With regard to the report referred to by the Deputy, a number of recommendations have already been implemented by my Department, prior to the publication of the report.

 In 2018, my Department’s National Educational Psychological Service (NEPS) and Inspectorate conducted an appraisal of the education settings in the  Emergency Reception Orientation Centres (EROCs) and made a number of recommendations. These recommendations were followed up by my Department at the time and arrangements have been put in place to support the education of pupils residing in EROCs, including arranging for supports and transition to mainstream schools.  

The current situation is that, in general, primary school age children are provided with on-site education in EROC schools for an initial period and transition to mainstream schools when school ready. Post-primary students are enrolled in local mainstream as soon as possible.

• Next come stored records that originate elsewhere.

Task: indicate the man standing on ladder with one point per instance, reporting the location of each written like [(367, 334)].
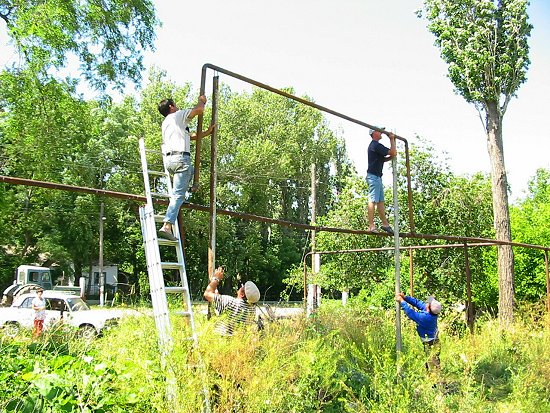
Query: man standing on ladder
[(176, 144), (377, 155)]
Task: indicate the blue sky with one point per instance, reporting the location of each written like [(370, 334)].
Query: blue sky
[(370, 59), (373, 60)]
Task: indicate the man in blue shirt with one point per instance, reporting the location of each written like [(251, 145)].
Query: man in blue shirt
[(426, 323), (377, 155)]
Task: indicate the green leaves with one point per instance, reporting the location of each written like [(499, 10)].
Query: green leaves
[(485, 45), (107, 37)]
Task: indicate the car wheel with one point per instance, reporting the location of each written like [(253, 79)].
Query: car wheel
[(87, 332), (11, 329)]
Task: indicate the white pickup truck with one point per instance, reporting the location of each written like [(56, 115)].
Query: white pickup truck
[(67, 308)]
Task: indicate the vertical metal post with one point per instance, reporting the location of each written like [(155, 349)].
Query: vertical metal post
[(469, 304), (314, 268), (547, 281), (213, 178), (411, 272), (198, 142), (101, 276), (398, 344)]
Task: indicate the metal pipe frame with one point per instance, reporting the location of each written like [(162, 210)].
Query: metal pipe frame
[(306, 102)]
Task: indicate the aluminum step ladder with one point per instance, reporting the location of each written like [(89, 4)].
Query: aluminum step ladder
[(156, 266)]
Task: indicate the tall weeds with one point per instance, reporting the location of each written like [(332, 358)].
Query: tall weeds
[(342, 359)]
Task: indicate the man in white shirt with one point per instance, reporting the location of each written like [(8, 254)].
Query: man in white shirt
[(39, 307), (176, 141)]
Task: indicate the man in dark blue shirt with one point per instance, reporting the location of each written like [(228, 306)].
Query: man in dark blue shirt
[(426, 323), (377, 155)]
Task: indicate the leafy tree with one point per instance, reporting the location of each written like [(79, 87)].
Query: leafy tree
[(485, 44), (107, 37), (530, 225)]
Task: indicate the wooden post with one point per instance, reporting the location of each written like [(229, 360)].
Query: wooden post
[(213, 180), (469, 304), (411, 272)]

Access to supports from NEPS and the National Council for Special Education (NCSE) and access to continuing professional development (CPD) through the Professional Development Support Services is available for teaching staff in the EROCs. My Department has also provided additional resources to the EROCs to support the transition of children to local schools.

 With regard to the needs of pupils at the time of resettlement, my Department provides a range of supports in schools to meet the identified additional educational needs of the children and young people in the primary and post-primary systems.  At both primary and post-primary levels, additional language supports are provided for students who do not speak English as their first language to allow individual students to participate in mainstream education on a par with their peers. Schools should consider how best to support any additional needs in the context of the Continuum of Support if appropriate. If the principal of a receiving school has specific concerns, or requires some advice in relation to observed needs they may consult their assigned NEPS psychologist.